The $200m Entertainment Intervention Fund Is An Imaginary Money—KUSH.

Source: Osaremen Ehi James/Nollywoodgists.com
Olurotimi Aina Kusoro

Olurotimi Aina Kusoro

Early this year, President Goodluck Ebele Jonathan was in Lagos for his Bring Back the Book initiative campaign at Eko Hotels and Suites. The event was part of his plans in getting people to support his election as a substantive president of Nigeria, as he was then an acting president, and the polls were getting near.

At the event, where youth and the entertainment bigwigs attended in large number, the President, then an acting President promised an intervention fund for the entertainment industry in the sum of $200m, as a support to the industry, which has involved in making many youth of the country superstars.

But since the said fund has been announced to the industry, little or no success has been heard about anyone to have been able to access the money meant for them, as a form of loans for the use of the entertainment industry and its stakeholders. Many heads have rolled and enemies made because of the pronouncement.

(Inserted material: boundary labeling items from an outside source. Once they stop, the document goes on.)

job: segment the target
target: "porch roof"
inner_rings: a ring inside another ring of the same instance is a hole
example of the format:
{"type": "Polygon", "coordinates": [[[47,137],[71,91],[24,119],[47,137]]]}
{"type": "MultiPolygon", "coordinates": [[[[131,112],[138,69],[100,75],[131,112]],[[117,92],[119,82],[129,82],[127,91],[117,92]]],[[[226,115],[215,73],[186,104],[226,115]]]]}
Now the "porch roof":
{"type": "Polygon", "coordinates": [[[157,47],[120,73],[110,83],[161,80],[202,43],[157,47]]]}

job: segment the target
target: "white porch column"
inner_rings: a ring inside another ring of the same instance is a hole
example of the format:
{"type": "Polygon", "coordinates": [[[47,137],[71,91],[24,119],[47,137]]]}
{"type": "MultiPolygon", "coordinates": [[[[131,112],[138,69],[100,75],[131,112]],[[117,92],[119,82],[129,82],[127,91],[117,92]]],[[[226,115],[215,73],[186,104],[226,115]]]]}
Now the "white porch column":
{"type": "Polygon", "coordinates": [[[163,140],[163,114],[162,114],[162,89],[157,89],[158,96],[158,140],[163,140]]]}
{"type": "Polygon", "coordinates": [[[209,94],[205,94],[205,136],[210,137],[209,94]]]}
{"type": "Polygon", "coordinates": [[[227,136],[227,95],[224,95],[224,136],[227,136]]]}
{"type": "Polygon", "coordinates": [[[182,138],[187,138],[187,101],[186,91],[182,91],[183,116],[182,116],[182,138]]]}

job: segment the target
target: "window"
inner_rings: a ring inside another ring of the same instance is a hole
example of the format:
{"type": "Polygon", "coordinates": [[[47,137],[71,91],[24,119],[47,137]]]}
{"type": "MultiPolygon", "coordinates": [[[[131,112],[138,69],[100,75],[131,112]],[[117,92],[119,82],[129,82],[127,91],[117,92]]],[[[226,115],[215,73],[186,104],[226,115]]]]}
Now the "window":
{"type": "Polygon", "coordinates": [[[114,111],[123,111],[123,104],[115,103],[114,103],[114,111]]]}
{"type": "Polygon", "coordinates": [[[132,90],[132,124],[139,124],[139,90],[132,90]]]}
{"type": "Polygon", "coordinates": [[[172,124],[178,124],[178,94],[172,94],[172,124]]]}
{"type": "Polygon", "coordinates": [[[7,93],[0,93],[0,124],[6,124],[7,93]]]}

But according to Olurotimi Aina Kusoro, the man in control of High Waves Video Marts, a top movie marketing company, he asked, “do you know what great trouble that said money has cause the industry?”

“There are some people in the industry that are superstars when it comes to government matters, the Amaka Igwes, the Zeb Ejiros, the Jide Kosokos and the Adebayo Salamis (Oga Bello). If these people have not been able to access this money, then nobody in Nigeria can access it.”

While stating further the reason he made the above assertion, this Nigerian-American citizen said, “the money is not kept in the office of the presidency, but attached to a bank called the Bank of Industry (BoI), when you go there; they ask you for your mother's coffin receipt and other funny documents. How many Nigerians have lands and other such properties as collaterals?”

“The money is an abstract money or better still, money on the paper. If the money meant for the ministry of education could be on paper, how much more money meant for the entertainment industry,” he concluded.

At the moment, many industry stakeholders are not happy with the way they have not been able to gain access to the money that was supposed to be for them. For now, all fingers are still crossed, waiting to hear the news of the first beneficiary of the $200m entertainment intervention fund promised by the president.